The Minnesota Commercial will receive $101,139 to replace its former Minnesota Transfer Railway bridge over Rice Creek in New Brighton, Minn. Railroad President John Gohmann told Trains News Wire that waterflows under the bridge had dramatically increased in the past 20 years due to development of the entire northeast metro area. “The old bridge was inadvertently being used as a waterflow control point, a function is was not designed to do when it was built in the late 1960s,” Gohmann said. “Minnesota Commercial had spent over $300,000 in temporary emergency repairs to the structure to keep it safe until the new bridge can be built.” Construction is now scheduled for early summer of 2019. This was the last piece of financing needed to cover the cost, he said.

Two other projects will also receive funding. The city of Becker received a $1 million award for Northern Metal Recycling to add a 7,000-foot spur off BNSF Railway to a new processing facility.
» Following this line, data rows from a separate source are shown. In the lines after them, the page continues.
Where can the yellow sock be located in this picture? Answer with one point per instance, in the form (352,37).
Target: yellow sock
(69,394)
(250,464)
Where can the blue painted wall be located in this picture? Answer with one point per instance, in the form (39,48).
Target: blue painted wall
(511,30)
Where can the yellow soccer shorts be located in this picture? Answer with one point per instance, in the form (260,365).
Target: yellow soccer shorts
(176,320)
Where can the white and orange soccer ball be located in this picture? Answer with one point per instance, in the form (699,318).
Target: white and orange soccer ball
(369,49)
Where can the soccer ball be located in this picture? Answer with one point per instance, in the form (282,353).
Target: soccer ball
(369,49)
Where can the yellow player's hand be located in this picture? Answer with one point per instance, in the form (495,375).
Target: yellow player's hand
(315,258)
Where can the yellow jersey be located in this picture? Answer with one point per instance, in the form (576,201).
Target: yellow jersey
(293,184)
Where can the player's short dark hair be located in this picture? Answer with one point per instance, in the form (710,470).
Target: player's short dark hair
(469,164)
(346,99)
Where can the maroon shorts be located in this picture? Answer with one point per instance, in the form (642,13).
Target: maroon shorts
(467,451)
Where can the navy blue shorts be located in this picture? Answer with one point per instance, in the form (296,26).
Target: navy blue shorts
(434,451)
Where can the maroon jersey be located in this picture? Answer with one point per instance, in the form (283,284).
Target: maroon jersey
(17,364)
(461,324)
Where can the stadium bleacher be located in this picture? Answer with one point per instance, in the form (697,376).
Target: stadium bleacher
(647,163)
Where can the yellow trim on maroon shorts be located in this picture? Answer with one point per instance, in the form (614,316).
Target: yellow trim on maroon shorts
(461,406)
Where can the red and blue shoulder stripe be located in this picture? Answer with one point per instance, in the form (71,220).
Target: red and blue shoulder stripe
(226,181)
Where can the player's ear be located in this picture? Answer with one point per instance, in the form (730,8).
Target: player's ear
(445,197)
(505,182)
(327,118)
Epitome Energy LLC in Crookston was awarded a $450,000 grant for new rail infrastructure for a new soybean processing and biodiesel facility.

According to MNDOT, the Rail Service Improvement program began in 1976 and is designed to rehabilitate deteriorating rail lines, improve rail shipping opportunities and preserve and maintain abandoned rail corridors for future transportation uses.